La réplica puso una transitoria mordaza a la sonrisa de Lazzari.
—Monsieur Poirot, le aseguro que este crimen tan horrendo (¡tres asesinatos en una sola noche, algo que hasta resulta difícil de creer!) no volverá a producirse nunca en el prestigioso hotel Bloxham, de fama mundial.
Poirot y yo intercambiamos una mirada. Lo importante en ese momento no era evitar que se repitiera, sino ocuparnos de lo que ya había ocurrido la noche anterior.
Decidí hacerme con el control de la situación e impedir que Lazzari tuviera ocasión de hablar mucho más. A Poirot ya empezaban a temblarle los bigotes de irritación.
—Las tres víctimas son la señora Harriet Sippel, la señorita Ida Gransbury y el señor Richard Negus —informé a Poirot—. Los tres eran huéspedes del hotel y cada uno de ellos era el único ocupante de su habitación.
—Veo que dice «de su habitación» y no «de sus habitaciones». Aún sabe cuándo ha de usar el plural y cuándo el singular. —Poirot se rio de su pequeña chanza y yo atribuí la rápida mejoría de su humor al hecho de que Lazzari llevara unos segundos callado—. No era mi intención interrumpirlo, Catchpool.

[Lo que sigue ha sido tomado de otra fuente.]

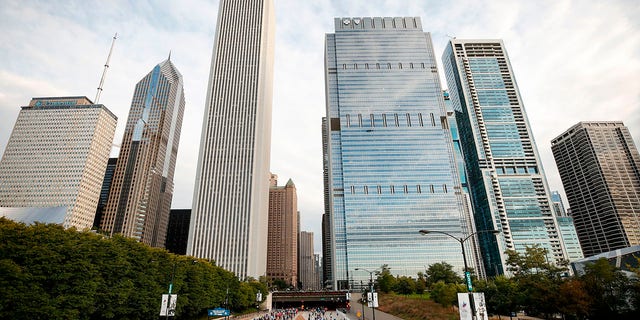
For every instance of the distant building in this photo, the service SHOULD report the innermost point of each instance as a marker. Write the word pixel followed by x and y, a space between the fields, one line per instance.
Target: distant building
pixel 231 193
pixel 308 262
pixel 282 239
pixel 178 231
pixel 56 157
pixel 507 185
pixel 598 164
pixel 104 192
pixel 142 188
pixel 567 228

Continúe.
—Los tres llegaron al hotel el miércoles, la víspera de los asesinatos.
—¿Llegaron juntos?
—No.
—No, nada de eso —intervino Lazzari—. Llegaron por separado, de uno en uno. Y se registraron por separado, de uno en uno.
—Y también fueron asesinados por separado, de uno en uno —dijo Poirot. Casualmente, yo estaba pensando lo mismo—. ¿Está seguro de lo que afirma? —le preguntó a Lazzari.
—No podría estar más seguro. Me lo ha dicho mi recepcionista, el señor John Goode, el hombre más digno de confianza que existe. Más tarde se lo presentaré. En el hotel Bloxham solo trabajan personas irreprochables, monsieur Poirot, y cuando mi recepcionista me dice algo, sé que puedo creerle. Aquí vienen aspirantes de todo el país y del mundo entero, deseosos de trabajar en el hotel Bloxham, pero yo solo acepto a los mejores.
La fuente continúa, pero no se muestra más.